Monday, February 25, 2008

SUCH a Troublemaker I Am.

I guess it's just in my blood to be a bit daring at times, but today was just amazing on the part of the Zoo official that just about got himself arrested for sexual harassment and/or physically touching me when he asked me to "follow him, this way" to his cart. LET ME BACK UP - I go to the Oklahoma City Zoo about a dozen times a month between the months of March and November, this being the end of February, and a near perfect Zoo day, I decided to start my Zoo trekking a bit early - after all, it's been more than 3 weeks since I've walked it's (my) 2.5 mile personal fitness training track. When I go to the zoo with my kids I walk it twice, Laura observes the animals and Caity breaks as many physical and written laws as possible without killing herself, or bringing any harm to any least she tries.

I had something with me, something I NOW KNOW is considered contraband, and you just can't bring one into the public zoo. I had a little six-week old puppy, and I was carrying her in the bend of my arm. I was wearing a large sweatshirt, and around my shoulder I had one of those baby-bags that women often carry their brats in to keep them close and keep them quite. My baby wasn't crying, she wasn't screaming, she wasn't making noise at all, but a certain power tripper (I won't say his name as I don't wish him to be harmed by anyone) came up to me at the Oklahoma Trails and demanded (flashlight or stick in hand) that I leave immediately, I was a security threat, and the animal in my possession was unlawfully present. WHATEVER...I'm sorry, I could have been so mean and called him an idiot, but there were children present - Oh, let me re-state that: there were children climbing on the fence of the buffalo, and children throwing rocks at our State animal, with their FATHER's help...THAT SIR is a threat, and THAT sir, is a reason to bring out your stick! (OK, I'm OK)

I nodded to the man. I explained that I would be leaving immediately, that I would need to call my daughters and have them meet me at the gate. He began to approach me in a very unnecessary manner, with his hands raised and waving the stick...I couldn't see if it was a flashlight, he had it held funny. I told him to back off, I was leaving...and I pulled out my cell. Normally I don't speak poorly or bitterly at or about people, I really don't. I am not a petty person. I told him I was leaving, I even told him I was leaving immediately but he came within inches of grabbing my arm. The man with him, an assistant I think, grabbed his arm and said "(his name) come on, she's leaving, and it's not that big of a deal." To which the MORON claimed that I may be trying to throw the puppy to the cougar, or the bears. He didn't know if I was one of those crazies...well, we all know HE IS ONE of those crazies, now don't we? I called my agent and pretended he was my attorney. He went along with me, and the man backed off. The other guy apologized, and said "She's gonna call that in, we need to be sure you get out of here without making a bigger problem." Thank you 2nd man, I never got your name.

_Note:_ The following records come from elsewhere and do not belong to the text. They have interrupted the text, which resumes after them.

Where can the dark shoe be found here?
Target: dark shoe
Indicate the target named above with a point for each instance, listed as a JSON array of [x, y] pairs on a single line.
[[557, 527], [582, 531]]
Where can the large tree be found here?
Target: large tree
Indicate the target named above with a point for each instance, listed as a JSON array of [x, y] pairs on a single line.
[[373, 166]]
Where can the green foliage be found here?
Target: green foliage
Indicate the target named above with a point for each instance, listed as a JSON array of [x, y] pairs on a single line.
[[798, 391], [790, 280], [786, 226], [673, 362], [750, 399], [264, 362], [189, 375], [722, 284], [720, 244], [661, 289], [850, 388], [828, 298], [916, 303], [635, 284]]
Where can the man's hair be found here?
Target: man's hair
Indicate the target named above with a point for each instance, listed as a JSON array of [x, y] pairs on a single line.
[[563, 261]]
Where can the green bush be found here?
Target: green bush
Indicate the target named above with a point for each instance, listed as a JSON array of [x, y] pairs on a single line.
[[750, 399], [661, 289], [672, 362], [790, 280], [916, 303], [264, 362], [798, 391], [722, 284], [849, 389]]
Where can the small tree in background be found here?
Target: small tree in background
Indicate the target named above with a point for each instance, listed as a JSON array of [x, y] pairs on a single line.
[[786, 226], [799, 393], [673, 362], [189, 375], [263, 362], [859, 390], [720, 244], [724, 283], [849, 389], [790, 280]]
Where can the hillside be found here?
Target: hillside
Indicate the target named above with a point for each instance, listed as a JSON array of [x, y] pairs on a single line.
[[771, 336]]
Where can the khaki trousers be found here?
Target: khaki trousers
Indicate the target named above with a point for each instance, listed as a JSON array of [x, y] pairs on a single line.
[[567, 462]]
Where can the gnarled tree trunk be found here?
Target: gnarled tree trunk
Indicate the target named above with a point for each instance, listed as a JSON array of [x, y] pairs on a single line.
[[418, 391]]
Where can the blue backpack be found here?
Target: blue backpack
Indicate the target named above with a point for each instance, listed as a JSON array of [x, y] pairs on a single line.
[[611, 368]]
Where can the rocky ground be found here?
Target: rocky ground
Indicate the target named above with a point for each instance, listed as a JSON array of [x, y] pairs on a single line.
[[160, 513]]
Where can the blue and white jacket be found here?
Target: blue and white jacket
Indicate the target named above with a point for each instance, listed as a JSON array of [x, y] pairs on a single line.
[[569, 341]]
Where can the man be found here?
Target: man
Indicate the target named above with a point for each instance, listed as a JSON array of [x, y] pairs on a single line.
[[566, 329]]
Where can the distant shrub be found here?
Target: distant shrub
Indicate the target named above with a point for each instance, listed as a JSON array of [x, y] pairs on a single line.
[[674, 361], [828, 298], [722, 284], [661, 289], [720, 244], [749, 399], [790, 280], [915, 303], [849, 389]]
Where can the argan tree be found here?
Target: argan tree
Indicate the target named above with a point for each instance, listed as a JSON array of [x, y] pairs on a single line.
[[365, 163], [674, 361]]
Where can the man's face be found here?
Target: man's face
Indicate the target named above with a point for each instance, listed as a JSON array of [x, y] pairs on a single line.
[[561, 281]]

Oh, and I guess there's a Pet Hotel at the Zoo, didn't know, but the first guy, the moron, he said, and I quote "I'm taking you straight to the hotel, NOW, get in my cart." He failed to say PET Hotel, and I guess my face was rather shocked, because a random patron and her elderly father then approached to say "Sir, you are really out of control, please, back off and let this woman leave, she's trying to leave." My agent was concerned of course, but I assured him it was OK, the guy was finally leaving and I was able to get by him and his assistant to give the puppy and my keys to Laura so I could wait on Caity to get around the kids who were throwing rocks at the BISON...our state animal...did I say that already? I thanked the random woman, and I asked her to call and complain if she had time. She said she would. I did.

I apologized for bringing in the puppy. I clearly understand that some of the animals have keen smelling powers and may have picked up on the puppies scent, it may have stressed them - I won't do it again...but I will be damned if I will be wrangled like that by a power-tripping old geezer whose thrill of the week was to attempt to hoist someone out of the zoo. If I hadn't had dozens of witnesses to back me up, I would have found myself explaining his unfortunate demise had he come any closer. I have been watching that Israeli assassin trainer woman on cable...back off Mr. Power Tripper, I have elbows and knees!

Next time someone tells you to follow them, be sure to take a friend. Think with your insurance - at least get his name and call his supervisor to attend the escort. That was my next move, but thanks to the zoo patrons and his own co-worker I was able to leave the zoo with my 1 pound threatening pooch and live to blog about it.


Anonymous said...

You are ridiculous, that is not sexual harassment. If you knew anything about animals you would know it's a huge issue to bring a pet to the zoo.

jude said...

Well Anonymous, you're obviously unwilling to show your face and name; however, it doesn't take much to figure out you're a man. You mentioned SEXUAL harassment when I never went there. It was simply harassment, physical in fact, with witnesses and reports. Hope you have a better life than you've led so far. Try to get your mind out of the gutter. Not EVERYTHING is about sex dear.